Journaliste moins controversée, Catherine Graciet a travaillé entre 2004 et 2007 pour le Journal hebdomadaire, une revue marocaine indépendante critique à l'égard du pouvoir, avant d'intégrer l'équipe de Bakchich, un site d'enquête français. Elle a publié en parallèle deux livres sur le Maghreb avec Nicolas Beau, un ancien du Canard enchaîné. En 2013, elle sort, sous son seul nom, Sarkozy-Kadhafi. Histoire secrète d'une trahison (Le Seuil). L'ouvrage accrédite la thèse d'un financement de Sarkozy par l'ancien régime libyen, sans toutefois apporter de preuve.
Comment cette affaire est-elle perçue au Maroc ?
A Rabat, les autorités du royaume n'ont pas réagi officiellement à l'arrestation des deux journalistes français, laissant le soin à Eric Dupond- Moretti de commenter l'affaire. Plusieurs médias marocains ont en revanche relayé l'information. Au quotidien généraliste la Vie éco, c'est l'indignation : «Eric Laurent se présentait comme écrivain et grand reporter. On lui découvre aujourd'hui un autre titre : grand maître chanteur», écrit le journal avant de conclure, mystérieux : «Il existe des mercenaires de la plume auxquels font probablement appel les milieux français hostiles à ce Maroc qui les dérange par ses positions toujours transparentes et légalistes.

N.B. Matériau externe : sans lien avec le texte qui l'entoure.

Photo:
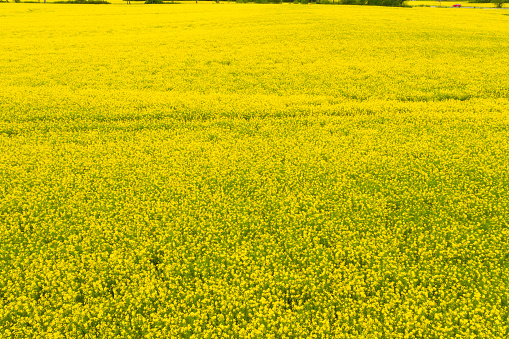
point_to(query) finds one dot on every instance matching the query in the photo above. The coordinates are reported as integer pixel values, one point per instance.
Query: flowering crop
(249, 171)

Maintenant que ces milieux sont démasqués, on comprend mieux comment s'organisent épisodiquement ces campagnes médiatiques acharnées contre le Maroc, ses institutions et son roi.» Ambiance.
L'histoire des enquêtes journalistiques françaises sur le royaume marocain est mouvementée, depuis qu'en 1990, l'écrivain Gilles Perrault a publié chez Gallimard Notre ami le roi, qui documente la répression et l'autoritarisme du régime d'Hassan II. Le livre est encore aujourd'hui interdit au Maroc. Gilles Perrault se souvient que le royaume avait monté en France une opération secrète pour empêcher sa parution : «Le ministre de l'Intérieur de l'époque, Basri, est allé voir Pierre Joxe [son homologue français à l'époque, ndlr] et lui a dit : "Nous sommes informés qu'un livre doit paraître chez Gallimard, de Gilles Perrault, il va beaucoup nuire aux relations franco-marocaines. Il ne faut pas qu'il paraisse, nous sommes prêts bien entendu à dédommager les éditeurs et l'auteur"», raconte l'écrivain.
Plus récemment, en septembre 2014, l'éditeur parisien Nouveau Monde publie le livre-enquête d'un journaliste marocain, Mohammed VI, derrière les masques, qui décrit la monarchie et les élites gravitant autour comme les acteurs d'un régime autoritaire. L'ouvrage est interdit à la vente au Maroc. Son auteur, Omar Brouksy, ancien correspondant de l'AFP, a connu Catherine Graciet, avec qui il travaillait au Journal hebdomadaire. «Ça ne lui ressemble pas, s'étonne-t-il. C'est une journaliste sérieuse et rigoureuse, pas une débutante. Si les faits qui lui sont reprochés sont avérés, ça serait très décevant, et déplorable pour la profession.»